Una sustancia es la consecuencia de una reacción natural,
aunque también puede ser creada. Se presenta en los diversos estados de la
materia: sólido, líquido y gaseoso. Encontramos este tipo de sustancias en todo
lo que usamos en nuestra rutina diaria, como cosméticos, alimentos y bebidas, medicamentos,
entre otros.
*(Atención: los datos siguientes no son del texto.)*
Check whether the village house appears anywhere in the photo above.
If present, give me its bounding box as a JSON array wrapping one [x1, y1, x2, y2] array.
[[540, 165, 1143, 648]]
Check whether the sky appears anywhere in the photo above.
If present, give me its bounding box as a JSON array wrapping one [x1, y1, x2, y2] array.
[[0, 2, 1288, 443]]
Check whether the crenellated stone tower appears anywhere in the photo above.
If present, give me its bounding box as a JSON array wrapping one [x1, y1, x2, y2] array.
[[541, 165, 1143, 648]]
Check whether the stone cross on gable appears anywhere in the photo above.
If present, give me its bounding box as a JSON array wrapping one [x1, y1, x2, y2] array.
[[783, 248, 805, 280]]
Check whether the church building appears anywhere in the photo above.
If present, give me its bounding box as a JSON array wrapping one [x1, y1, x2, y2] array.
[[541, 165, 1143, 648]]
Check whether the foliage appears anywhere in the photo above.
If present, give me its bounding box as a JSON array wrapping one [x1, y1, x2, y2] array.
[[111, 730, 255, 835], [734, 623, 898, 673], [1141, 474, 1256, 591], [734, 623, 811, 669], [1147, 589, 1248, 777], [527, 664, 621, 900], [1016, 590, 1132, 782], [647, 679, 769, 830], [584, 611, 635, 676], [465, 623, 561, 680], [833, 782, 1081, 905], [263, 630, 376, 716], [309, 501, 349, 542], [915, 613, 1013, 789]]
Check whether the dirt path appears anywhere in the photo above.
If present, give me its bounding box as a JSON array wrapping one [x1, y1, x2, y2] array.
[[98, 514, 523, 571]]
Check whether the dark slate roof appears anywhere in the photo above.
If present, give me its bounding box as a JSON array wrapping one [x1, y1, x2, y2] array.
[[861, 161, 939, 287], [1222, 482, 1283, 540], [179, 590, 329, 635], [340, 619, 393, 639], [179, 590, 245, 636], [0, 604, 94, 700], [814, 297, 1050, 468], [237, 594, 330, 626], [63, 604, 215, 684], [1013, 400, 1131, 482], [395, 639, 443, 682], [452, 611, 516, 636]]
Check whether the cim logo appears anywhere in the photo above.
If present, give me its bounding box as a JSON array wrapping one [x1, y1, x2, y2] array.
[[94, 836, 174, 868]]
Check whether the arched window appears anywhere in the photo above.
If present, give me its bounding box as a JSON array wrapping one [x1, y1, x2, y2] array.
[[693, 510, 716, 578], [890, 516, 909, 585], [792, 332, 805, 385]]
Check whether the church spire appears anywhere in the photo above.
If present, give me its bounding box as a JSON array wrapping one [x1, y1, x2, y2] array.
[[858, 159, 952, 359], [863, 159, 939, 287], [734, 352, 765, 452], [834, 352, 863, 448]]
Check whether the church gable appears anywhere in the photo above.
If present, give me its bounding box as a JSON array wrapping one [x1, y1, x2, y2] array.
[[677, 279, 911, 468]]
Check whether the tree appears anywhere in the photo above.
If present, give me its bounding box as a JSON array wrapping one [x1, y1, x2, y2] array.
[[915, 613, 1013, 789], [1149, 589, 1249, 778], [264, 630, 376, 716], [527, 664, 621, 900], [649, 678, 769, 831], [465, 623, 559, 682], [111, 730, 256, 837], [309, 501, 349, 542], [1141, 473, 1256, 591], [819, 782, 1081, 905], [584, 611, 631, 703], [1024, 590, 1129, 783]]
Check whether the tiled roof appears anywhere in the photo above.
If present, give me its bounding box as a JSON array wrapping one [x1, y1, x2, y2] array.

Algunas sustancias pueden ser perjudiciales para nuestra salud,
como un veneno o la nicotina presente en los cigarrillos; pero, en cambio,
otras nos ayudan en nuestra vida día a día, como es el caso del fluoruro de
sodio que encontramos en el dentífrico o el cloruro de sodio (la sal de mesa).
Las sustancias químicas pueden sufrir tres tipos distintos
de modificaciones: cambios físicos, cambios químicos o cambios físico-químicos.
El término sustancia química apareció a finales del siglo
XVIII, gracias a los trabajos del químico y farmacéutico francés Joseph Louis
Proust, sobre la composición de determinados compuestos químicos puros, como el
carbonato cúprico.
Proust afirmó que
“todas las muestras de un compuesto tienen la misma composición; esto es, todas
las muestras tienen las mismas proporciones, por masa, de los elementos
presentes en el compuesto”.
Tipos de sustancias
químicas puras
Para comenzar a clasificarlas podemos hablar de sustancias
químicas puras, las cuales son aquellas que no pueden separarse en otras
sustancias por ningún medio. Dentro de ellas tenemos sustancias simples y
compuestas: las primeras son moléculas que se encuentran formadas por tan sólo
un átomo y los segundos son sustancias formadas por la unión de dos o más
elementos de la tabla periódica y tienen una fórmula química. A partir de esto
tenemos:
Sustancias
simples puras: son moléculas que se
componen de uno o más átomos del mismo elemento. Su composición atómica puede
cambiar en cuanto a la cantidad de átomos, pero no en cuanto al tipo. Podemos
usar como ejemplo el oxígeno, aunque éste nunca se encuentra solo en la
naturaleza, sino en conjunto con el hidrógeno.
Sustancias
compuestas puras: son, a diferencia del
tipo anterior, sustancias compuestas de dos o más elementos o átomos que pueden
ser diferentes. Su característica principal es que éstas tienen una fórmula
química y que no pueden ser formadas por la voluntad humana. Todos los
elementos de la tabla periódica pueden combinarse para formar sustancias
compuestas y éstos no pueden ser separados o divididos por procesos físicos,
sólo por unos del tipo químico. Algunos ejemplos de son el agua o la sal común.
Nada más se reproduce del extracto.